Aunque podrían requerirse algunas modificaciones legislativas, lo fundamental sería generar el compromiso creíble y verificable de cumplir las normas existentes (y las nuevas) y de dotar de contenido a los organismos ya creados y garantizar su independencia. Para ello, el restablecimiento de los mecanismos compensatorios del ejercicio del poder sería un primer paso que empezaría a dar credibilidad al proceso: asegurar la independencia y competencia de los órganos clave como el Tribunal Constitucional, el Consejo General del Poder Judicial y los Tribunales de Cuentas y avanzar en la profesionalización de las Administraciones públicas, reduciendo muy sustancialmente los nombramientos de carácter político.

Mejorar la transparencia no se consigue haciendo más complejos los trámites burocráticos —ya lo son en exceso—, sino realizando un control ex post y con un régimen sancionador severo y explícito.
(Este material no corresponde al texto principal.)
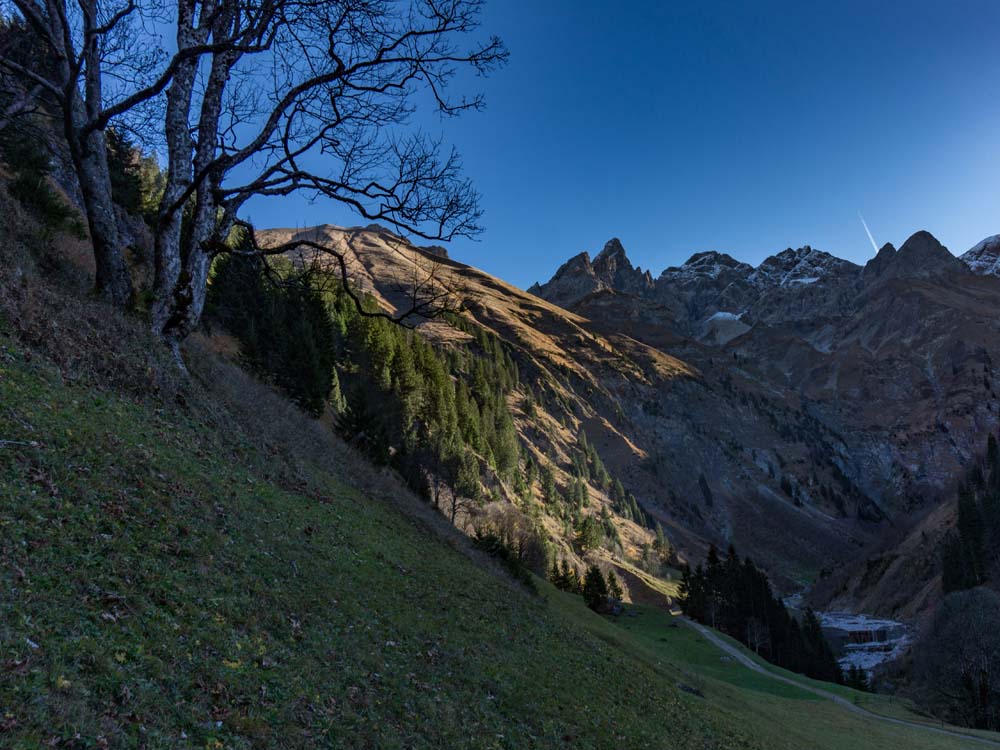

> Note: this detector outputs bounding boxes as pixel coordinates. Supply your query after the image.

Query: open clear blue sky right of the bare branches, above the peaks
[240,0,1000,287]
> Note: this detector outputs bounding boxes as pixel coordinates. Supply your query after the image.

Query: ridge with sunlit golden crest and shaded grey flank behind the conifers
[259,226,892,578]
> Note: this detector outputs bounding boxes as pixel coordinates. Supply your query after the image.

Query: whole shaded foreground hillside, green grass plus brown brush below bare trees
[0,201,984,750]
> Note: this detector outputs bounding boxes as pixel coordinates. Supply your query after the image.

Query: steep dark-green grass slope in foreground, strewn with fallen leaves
[0,339,759,748]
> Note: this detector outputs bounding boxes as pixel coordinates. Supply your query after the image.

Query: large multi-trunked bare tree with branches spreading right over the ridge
[153,0,506,360]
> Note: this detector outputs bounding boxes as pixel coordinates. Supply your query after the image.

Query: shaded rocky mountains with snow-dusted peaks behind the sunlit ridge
[539,231,1000,528]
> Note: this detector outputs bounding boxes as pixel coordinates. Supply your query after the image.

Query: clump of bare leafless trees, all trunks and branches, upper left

Un renovado Consejo de Transparencia y Buen Gobierno podría tener algunas competencias en esta tarea. Y si se prestigian otras instituciones (como la AEVAL) y se cumplen reglas ya existentes sobre la producción normativa, consistentemente ignoradas, se podría incrementar sensiblemente la transparencia y calidad del proceso legislativo.

Lo fundamental sería generar el compromiso creíble y verificable de cumplir las normas

En este contexto, para las reformas sectoriales que también necesitan consenso, como las de educación, justicia y Administraciones públicas, sería conveniente generar, dentro de este big bang reformador, un amplio acuerdo en el diagnóstico de las deficiencias actuales y en la definición del modelo al que se quiere llegar. Porque luego el avance en las reformas tendría que ser más incrementalista, evaluando los pasos que se fueran dando. Lo contrario de lo que se ha hecho en las llamadas reformas de la Administración, como la reciente CORA, que no ha tenido ni un análisis de las deficiencias ni la especificación del modelo al que se quiere llegar; solo un listado de medidas, sin ninguna intención de verificar si se cumplen (más allá de que se envíen al BOE) y de cuáles son sus consecuencias para los administrados.

Resulta evidente que una acción conjunta y de consenso, del tipo de lo que aquí se plantea, dejaría mucho campo para que los partidos diferencien su oferta en muchísimas cuestiones relevantes. Está claro también que este tipo de consenso sería necesario para impulsar un cambio radical del marco político e institucional.

Nos debemos congratular por la persecución de las prácticas corruptas que se ha incrementado recientemente, pero no pensemos que esto, por sí solo, termina con el Estado clientelar y sus aberraciones. No hay más que recordar lo ocurrido en Italia a partir de 1992.

Carlos Sebastián es catedrático de Teoría Económica. Acaba de publicar España estancada. Por qué somos poco eficientes (Galaxia Gutenberg, 2016).